Sunday, September 11, 2016

Agricultural Fair Weekend

We found ourselves at the local agricultural fair yesterday; we've gone all three years that we've been here so far.  In fact, I can remember the first time we went, only a few days, maybe a week, after the move - we were still in that first 'everything is new, everything is nerve-wracking and everyone is deeply uncomfortable' stage of moving.  No one could sleep properly because the night noises were different, no one could find anything because the boxes weren't unpacked, and each person who came to the door was a stranger.  I really dislike that stage of moving.  I especially dislike how I can't navigate the world effectively because each task needs to be re-learned to a certain extent - where do I buy milk?  Someone is sick and we don't have a doctor, what next?  Do I have to bring a quarter to the grocery store to get a cart out?

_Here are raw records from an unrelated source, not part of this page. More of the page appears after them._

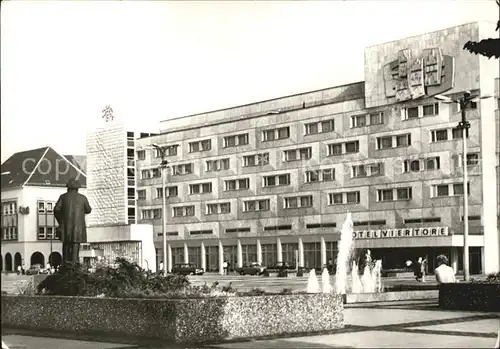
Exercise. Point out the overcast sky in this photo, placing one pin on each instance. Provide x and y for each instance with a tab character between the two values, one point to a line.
62	62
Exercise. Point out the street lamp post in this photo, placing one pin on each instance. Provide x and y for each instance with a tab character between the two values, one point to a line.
464	102
163	166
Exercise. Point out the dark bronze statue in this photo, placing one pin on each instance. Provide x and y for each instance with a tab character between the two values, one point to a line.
70	211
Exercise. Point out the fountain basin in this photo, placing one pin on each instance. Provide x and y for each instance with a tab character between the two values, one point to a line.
351	298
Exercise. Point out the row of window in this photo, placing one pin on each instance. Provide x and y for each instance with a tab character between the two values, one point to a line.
304	201
377	223
9	233
305	153
312	176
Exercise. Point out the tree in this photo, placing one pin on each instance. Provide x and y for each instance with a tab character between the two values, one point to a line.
486	47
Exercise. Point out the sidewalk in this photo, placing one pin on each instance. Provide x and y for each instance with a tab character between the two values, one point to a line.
409	324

Anyway, that first time, three years ago, the fair was another uncertainty; was it a country fair as in rides, cotton candy, games for children and ponies?  This is sort of what I think of when you say the word 'fair'.  It turned out to be not quite that, but an agricultural fair, which I wasn't as familiar with.  Lots of chickens and rabbits and such, big tables of handwork (quilts, flower arranging, jars of jam, etc.) and vendors selling things that they had made along the lines of knitted dishcloths and mittens.  This sort of fair is much more popular in the rural area I live in and it's what I anticipate now in 'going to the fair'.  We have been to several of them by this point and they have a common gentle entertainment flowing through them.  The children play on a play structure or swings, or perhaps ride a small train in circles; the food available tends to be hotdogs, coffee, cotton candy, and at our fair there is a milk booth that sells nothing but ice cold milk.  You can watch a tractor pull, or working horses, and you can have a glass of milk and go look at what everyone spent the last year crocheting and see whose child won the photography contest and which chicken looks the weirdest.

It is entertainment from a different era, really.  Every year I tell myself that we will enter some of the categories, not because I think my knitting can compete with anyone else's there, or that my jalapeno jelly is the best, but to support this sort of thing, this gentle kind of event that seems to be disappearing.